7. ML Models — Research Rationale

Why Multi-Output Regression (Not 7 Separate Models)?

Option A — 7 separate models:
Simple. One XGBRegressor per target. Easy to tune individually.
Problem: Ignores correlations between targets. In our data, Hardness and Friability are perfectly anti-correlated (ρ = −0.99). A multi-output model can exploit this shared signal.

Option B — Multi-output regression (our choice):
MultiOutputRegressor wraps one model per target but shares the same feature engineering.
For MLP: shared hidden layers + separate output heads explicitly shares learning.
RegressorChain (alternative): each target prediction uses previous target as additional input — useful when targets have causal ordering.
Advantage: Consistent predictions (e.g., if Compression_Force is high, model predicts high Hardness AND low Friability coherently), faster to train + evaluate.

XGBoost: Why It Works on 60 Samples

XGBoost is particularly well-suited for small tabular datasets because:

Regularization built-in: L1 (reg_alpha) and L2 (reg_lambda) penalties prevent overfitting
Subsampling: subsample and colsample_bytree parameters introduce randomness like bagging
Early stopping: Stops training when validation performance plateaus
Feature importance: Gains-based or SHAP-based; both work well on small data

Research on manufacturing quality prediction consistently shows XGBoost outperforming deep learning on small tabular datasets (n < 200). The intuition is: deep neural networks need large data to learn representations; tree ensembles learn directly from feature values and their interactions.

LSTM Autoencoder: Why for Anomaly Detection?

An LSTM Autoencoder is trained as follows:

Feed it normal time-series data (power + vibration over 211 timesteps)
It learns to compress the signal → reconstruct it accurately
For new (potentially anomalous) data: if reconstruction error is high, the pattern is unfamiliar = anomaly

This approach is unsupervised — we don't need labeled anomaly examples. We only need examples of "normal" behavior.

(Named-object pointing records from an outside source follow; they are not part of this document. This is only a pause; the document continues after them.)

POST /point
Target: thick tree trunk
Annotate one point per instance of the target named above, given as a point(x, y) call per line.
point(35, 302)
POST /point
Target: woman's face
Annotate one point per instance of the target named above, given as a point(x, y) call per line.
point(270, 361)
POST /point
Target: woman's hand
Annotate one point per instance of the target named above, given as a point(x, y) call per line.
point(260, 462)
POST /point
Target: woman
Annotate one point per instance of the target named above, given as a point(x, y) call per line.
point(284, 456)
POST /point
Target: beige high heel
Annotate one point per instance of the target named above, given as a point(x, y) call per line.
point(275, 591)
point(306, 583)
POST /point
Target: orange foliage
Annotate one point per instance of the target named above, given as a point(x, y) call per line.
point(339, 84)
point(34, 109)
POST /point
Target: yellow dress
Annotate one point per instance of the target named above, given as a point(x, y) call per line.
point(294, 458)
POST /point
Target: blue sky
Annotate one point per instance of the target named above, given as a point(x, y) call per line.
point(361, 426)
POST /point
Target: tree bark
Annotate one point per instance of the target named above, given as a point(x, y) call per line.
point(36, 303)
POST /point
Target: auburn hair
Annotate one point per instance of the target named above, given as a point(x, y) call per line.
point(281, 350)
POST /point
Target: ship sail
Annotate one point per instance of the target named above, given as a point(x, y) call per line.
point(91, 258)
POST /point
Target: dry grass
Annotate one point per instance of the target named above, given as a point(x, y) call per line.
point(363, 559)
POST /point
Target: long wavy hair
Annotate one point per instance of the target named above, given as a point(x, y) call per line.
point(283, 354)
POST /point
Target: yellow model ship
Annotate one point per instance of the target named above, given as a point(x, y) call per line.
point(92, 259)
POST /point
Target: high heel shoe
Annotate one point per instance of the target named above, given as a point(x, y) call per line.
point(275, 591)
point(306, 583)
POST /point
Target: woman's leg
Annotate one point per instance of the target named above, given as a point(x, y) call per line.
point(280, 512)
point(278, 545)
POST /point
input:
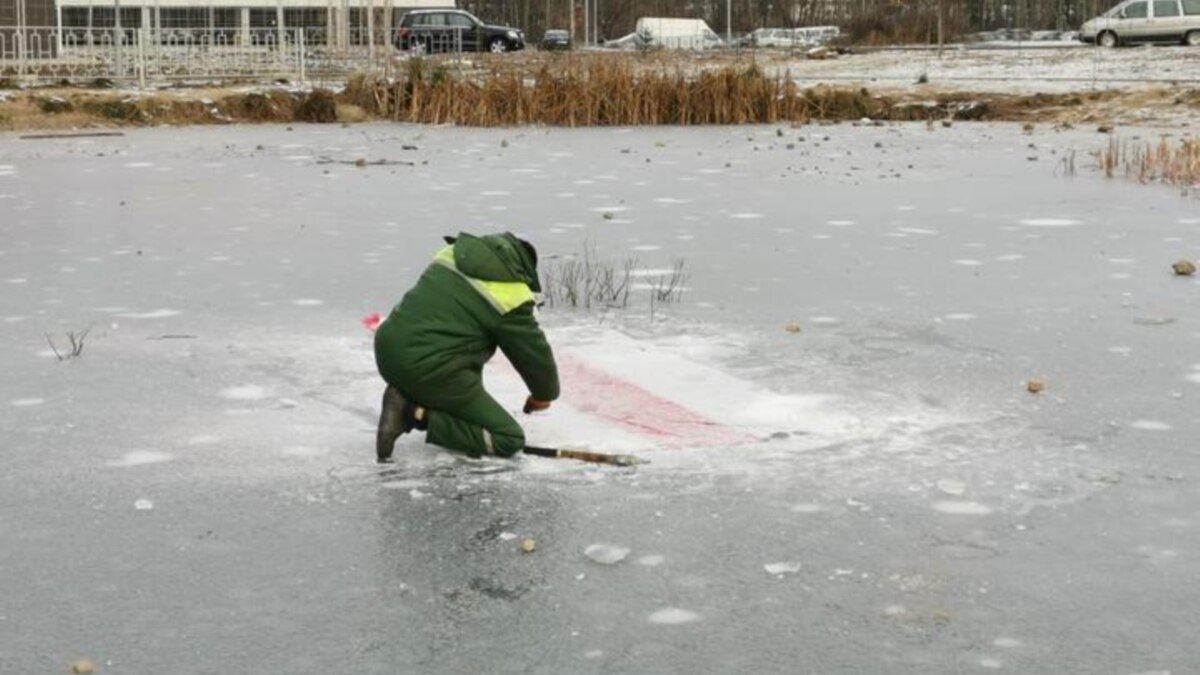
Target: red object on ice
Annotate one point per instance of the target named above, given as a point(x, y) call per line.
point(372, 321)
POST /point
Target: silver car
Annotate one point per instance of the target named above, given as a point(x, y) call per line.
point(1145, 21)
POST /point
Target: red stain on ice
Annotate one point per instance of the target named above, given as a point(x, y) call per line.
point(618, 400)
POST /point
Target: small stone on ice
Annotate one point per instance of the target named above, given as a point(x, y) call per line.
point(606, 554)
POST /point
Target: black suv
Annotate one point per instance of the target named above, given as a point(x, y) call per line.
point(423, 31)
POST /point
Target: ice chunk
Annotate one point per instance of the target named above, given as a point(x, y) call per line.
point(606, 554)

Key advantage over simple statistical methods: LSTM captures temporal dependencies — it knows that "power rises in Compression phase following Blending phase" is normal, but "power spikes in Preparation phase" is not. A simple threshold on max power would miss the phase-context.

Research shows LSTM-AE achieves 93.6% detection accuracy on IoT sensor anomalies, versus 88–91% for Isolation Forest alone. Our hybrid approach (IF for fast screening + LSTM-AE for deep validation) gets the best of both.

Stacking Ensemble: Why Not Just Use the Best Single Model?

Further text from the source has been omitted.